Food intolerance is easily confused by the lay public with food allergies, which are immunologic in nature.

Food allergy can be potentially life threatening, inducing such reactions as anaphylactic shock, whereas food intolerances usually produce more chronic, in the background, low lying states

of inflammation. Food intolerance has to do with the body’s ability to sufficiently metabolize, digest, and absorb the nutrients from certain foods.

Though food intolerance is not immune mediated, the resulting inflammation is an immune response, characterized clinically by redness (rubor), heat (calor), swelling (tumor), and pain (dolor).

According to naturopathic doctors, inflammation is actually a compensatory, protective response on the part of the organism to reestablish normal balance in structure and function, to ward off “the bad guys,” or to resolve the underlying mechanisms or causes of the disease/state/condition.
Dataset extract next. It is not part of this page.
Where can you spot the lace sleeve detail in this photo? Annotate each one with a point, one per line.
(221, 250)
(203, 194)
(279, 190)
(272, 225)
The inflammatory response, in other words, is part of the body’s attempt to heal itself, and so should not be suppressed but rather worked with and supported. Unless, of course, a much more serious condition is at hand, such as the anaphylactic shock or severe IgE- mediated food allergy.

The dietary food intolerance evaluation is not a food allergy test or a lab, which classically measure IgG and IgE antibody titers that serve as biomarkers of the level of one’s individual response to certain foods as antigenic compounds.

In fact, this food intolerance assessment is a naturopathic, diagnostic tool, or rather, a functional evaluation that is evaluating the body’s ability to break down and absorb certain foods.

The foods listed above, in your results report, will likely irritate your intestinal lining and lead to symptoms of inflammation downstream, due to higher levels of toxicity in the blood (“toxemia”). These symptoms will be unique to each individual.

The only way to truly know how the foods listed below affect your digestive system is to remove them from your diet for a time. Knowledge empowers, and health is a journey, not a destination.

This information empowers you with more knowledge about what makes your body move in the direction of health and what makes it go against the trajectory- it’s up to you to determine what you want to do with it.